Backtracking Method and Its Application--The Problem of Eight Queens

https://www.cnblogs.com/bigmoyan/p/4521683.html
https://www.cnblogs.com/steven_oyj/archive/2010/05/22/1741376.html
https://blog.csdn.net/qq_32400847/article/details/51474105#commentBox

1. Backtracking

The backtracking method is a kind of optimal search method, which searches forward according to the optimal conditions to achieve the goal. When a certain step is explored, it is found that the original choice is not good or the goal is not achieved, so he will step back and choose again.
This technique of going back and going back if it fails is the backtracking method , and the point of a certain state that satisfies the backtracking condition is called the " backtracking point ".

The so-called retrospective method, the name is tall, the thinking is very simple.
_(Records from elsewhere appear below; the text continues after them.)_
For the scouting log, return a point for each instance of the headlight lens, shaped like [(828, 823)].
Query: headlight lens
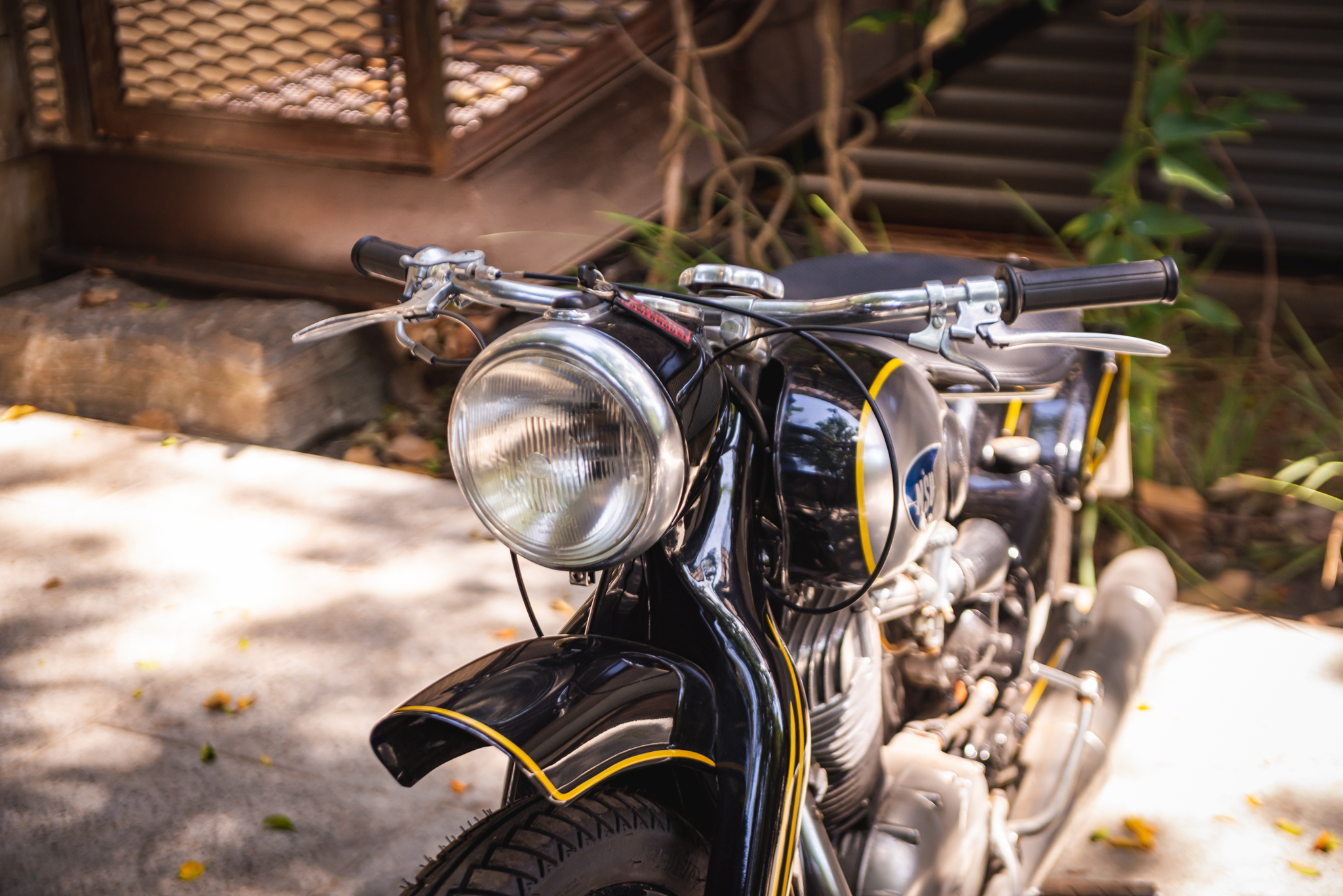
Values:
[(567, 446)]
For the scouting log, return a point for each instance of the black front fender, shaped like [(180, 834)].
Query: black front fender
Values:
[(571, 711)]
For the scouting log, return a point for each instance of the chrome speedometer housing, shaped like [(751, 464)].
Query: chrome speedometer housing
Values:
[(567, 446)]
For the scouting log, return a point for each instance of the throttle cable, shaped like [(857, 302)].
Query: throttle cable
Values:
[(805, 332)]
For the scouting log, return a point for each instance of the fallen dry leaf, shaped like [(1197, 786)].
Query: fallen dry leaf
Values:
[(96, 296), (1144, 832), (155, 418), (278, 823), (1125, 843), (361, 454)]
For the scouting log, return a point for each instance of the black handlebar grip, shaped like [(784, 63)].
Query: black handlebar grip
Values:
[(376, 257), (1095, 286)]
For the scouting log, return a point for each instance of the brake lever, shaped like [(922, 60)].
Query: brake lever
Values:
[(998, 335)]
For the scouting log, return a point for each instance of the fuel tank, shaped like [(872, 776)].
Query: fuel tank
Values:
[(837, 482)]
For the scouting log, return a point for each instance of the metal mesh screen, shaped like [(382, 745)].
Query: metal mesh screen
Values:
[(496, 50), (39, 50), (323, 60)]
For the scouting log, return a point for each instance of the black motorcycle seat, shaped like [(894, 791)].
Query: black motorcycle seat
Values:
[(826, 276)]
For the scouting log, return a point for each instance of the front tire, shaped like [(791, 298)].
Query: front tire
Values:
[(610, 843)]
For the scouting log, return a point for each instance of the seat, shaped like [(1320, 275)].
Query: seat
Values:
[(872, 272)]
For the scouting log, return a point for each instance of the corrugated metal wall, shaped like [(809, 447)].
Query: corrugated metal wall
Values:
[(1044, 112)]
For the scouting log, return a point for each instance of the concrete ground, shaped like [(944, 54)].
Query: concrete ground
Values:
[(1243, 730), (332, 591)]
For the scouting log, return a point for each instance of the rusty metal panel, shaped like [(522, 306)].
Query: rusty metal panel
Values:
[(42, 68), (325, 60)]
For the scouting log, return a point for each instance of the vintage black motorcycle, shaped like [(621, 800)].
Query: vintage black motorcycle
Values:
[(829, 527)]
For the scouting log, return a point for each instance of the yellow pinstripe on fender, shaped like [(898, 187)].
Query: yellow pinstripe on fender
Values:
[(517, 752)]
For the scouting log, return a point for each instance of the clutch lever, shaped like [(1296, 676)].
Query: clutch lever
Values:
[(998, 335), (431, 294)]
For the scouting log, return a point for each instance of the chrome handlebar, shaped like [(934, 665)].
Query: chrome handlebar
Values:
[(437, 281)]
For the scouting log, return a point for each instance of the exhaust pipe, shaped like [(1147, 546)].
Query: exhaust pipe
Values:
[(1131, 600)]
Imagine putting you in a maze and wanting to get out of the maze. What is the most direct way? Yes, try. First choose a path to go, then go back and try another path if you can't get it, and continue backing until you find an exit or you can't get out of all the roads.

2. The Eight Queens Problem

It is an old and well-known problem and a typical case of backtracking algorithms.
The problem was raised by the chess player Max Bethel in 1848: Place eight queens on an 8×8 chess board so that they cannot attack each other, that is, no two queens can be in the same row. On the same column or on the same diagonal line, ask how many ways there are.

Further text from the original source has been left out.